I am processing a large dataset from a questionnaire that contains coded responses in some but not all columns. I would like to replace the coded responses with actual values. The key/dictionary is stored in another database. The complicating factor is that different questions (stored as columns in original dataset) used the same code (typically numeric), but the code has different meanings depending on the column (question).
How can I replace the coded values in the original dataset with different valuse from a corresponding key stored in the dictionary table, but do it by specific column name (also stored in the dictionary table)?
Below is an example of the original dataset and the dictionary table, as well as desired result.
original <- data.frame(
name = c('Jane','Mary','John', 'Billy'),
home = c(1,3,4,2),
car = c('b','b','a','b'),
shirt = c(3,2,1,1),
shoes = c('Black','Black','Black','Brown')
)
keymap <- data.frame(
column_name=c('home','home','home','home','car','car','shirt','shirt','shirt'),
value_old=c('1','2','3','4','a','b','1','2','3'),
value_new=c('Single family','Duplex','Condo','Apartment','Sedan','SUV','White','Red','Blue')
)
result <- data.frame(
name = c('Jane','Mary','John', 'Billy'),
home = c('Single family','Condo','Apartment','Duplex'),
car = c('SUV','SUV','Sedan','SUV'),
shirt = c('Blue','Red','White','White'),
shoes = c('Black','Black','Black','Brown')
)
> original
name home car shirt shoes
1 Jane 1 b 3 Black
2 Mary 3 b 2 Black
3 John 4 a 1 Black
4 Billy 2 b 1 Brown
> keymap
column_name value_old value_new
1 home 1 Single family
2 home 2 Duplex
3 home 3 Condo
4 home 4 Apartment
5 car a Sedan
6 car b SUV
7 shirt 1 White
8 shirt 2 Red
9 shirt 3 Blue
> result
name home car shirt shoes
1 Jane Single family SUV Blue Black
2 Mary Condo SUV Red Black
3 John Apartment Sedan White Black
4 Billy Duplex SUV White Brown
I have tried different approaches using dplyr but have not gotten far as I do not have a robust understanding of the mutate/join syntax.
CodePudding user response:
We may loop across
the unique
values from the 'column_name' column of 'keymap' in the original
, subset the keymap
that matches the column name (cur_column()

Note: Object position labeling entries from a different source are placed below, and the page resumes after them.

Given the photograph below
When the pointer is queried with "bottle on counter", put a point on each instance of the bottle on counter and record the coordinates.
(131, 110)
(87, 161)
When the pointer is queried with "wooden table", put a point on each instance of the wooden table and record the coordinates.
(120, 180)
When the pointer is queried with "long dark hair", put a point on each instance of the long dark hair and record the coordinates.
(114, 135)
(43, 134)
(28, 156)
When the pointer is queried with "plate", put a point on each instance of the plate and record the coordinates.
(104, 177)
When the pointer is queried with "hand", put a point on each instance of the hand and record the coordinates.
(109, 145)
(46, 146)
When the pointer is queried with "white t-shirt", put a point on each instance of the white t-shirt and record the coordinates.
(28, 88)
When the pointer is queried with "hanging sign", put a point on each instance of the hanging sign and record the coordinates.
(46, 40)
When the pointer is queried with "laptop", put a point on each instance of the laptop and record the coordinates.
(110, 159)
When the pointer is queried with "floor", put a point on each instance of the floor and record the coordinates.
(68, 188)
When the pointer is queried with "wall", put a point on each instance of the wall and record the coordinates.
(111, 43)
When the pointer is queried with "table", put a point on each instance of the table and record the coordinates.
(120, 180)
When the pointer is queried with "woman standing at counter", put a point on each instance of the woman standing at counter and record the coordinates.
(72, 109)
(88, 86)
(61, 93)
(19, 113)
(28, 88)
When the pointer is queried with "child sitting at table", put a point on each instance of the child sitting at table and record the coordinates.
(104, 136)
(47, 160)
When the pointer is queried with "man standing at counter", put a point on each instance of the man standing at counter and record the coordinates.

), select the columns 2 and 3, deframe
to a named vector and match with the values of the column for replacement
library(dplyr)
library(tibble)
original %>%
mutate(across(all_of(unique(keymap$column_name)), ~
(keymap %>%
filter(column_name == cur_column()) %>%
select(-column_name) %>%
deframe)[as.character(.x)]))
-output
name home car shirt shoes
1 Jane Single family SUV Blue Black
2 Mary Condo SUV Red Black
3 John Apartment Sedan White Black
4 Billy Duplex SUV White Brown
Or an approach in base R
lst1 <- split(with(keymap, setNames(value_new, value_old)), keymap$column_name)
original[names(lst1)] <- Map(\(x, y) y[as.character(x)],
original[names(lst1)], lst1)
CodePudding user response:
Please check below code where we can use the factor
to replace the values in one column with data from another dataframe here in this case with keymap
library(tidyverse)
original %>% mutate(home=factor(home, keymap$value_old, keymap$value_new),
car=factor(car, keymap$value_old, keymap$value_new),
shirt=factor(shirt, keymap$value_old, keymap$value_new)
)
Created on 2023-02-04 with reprex v2.0.2
name home car shirt shoes
1 Jane Single family SUV Condo Black
2 Mary Condo SUV Duplex Black
3 John Apartment Sedan Single family Black
4 Billy Duplex SUV Single family Brown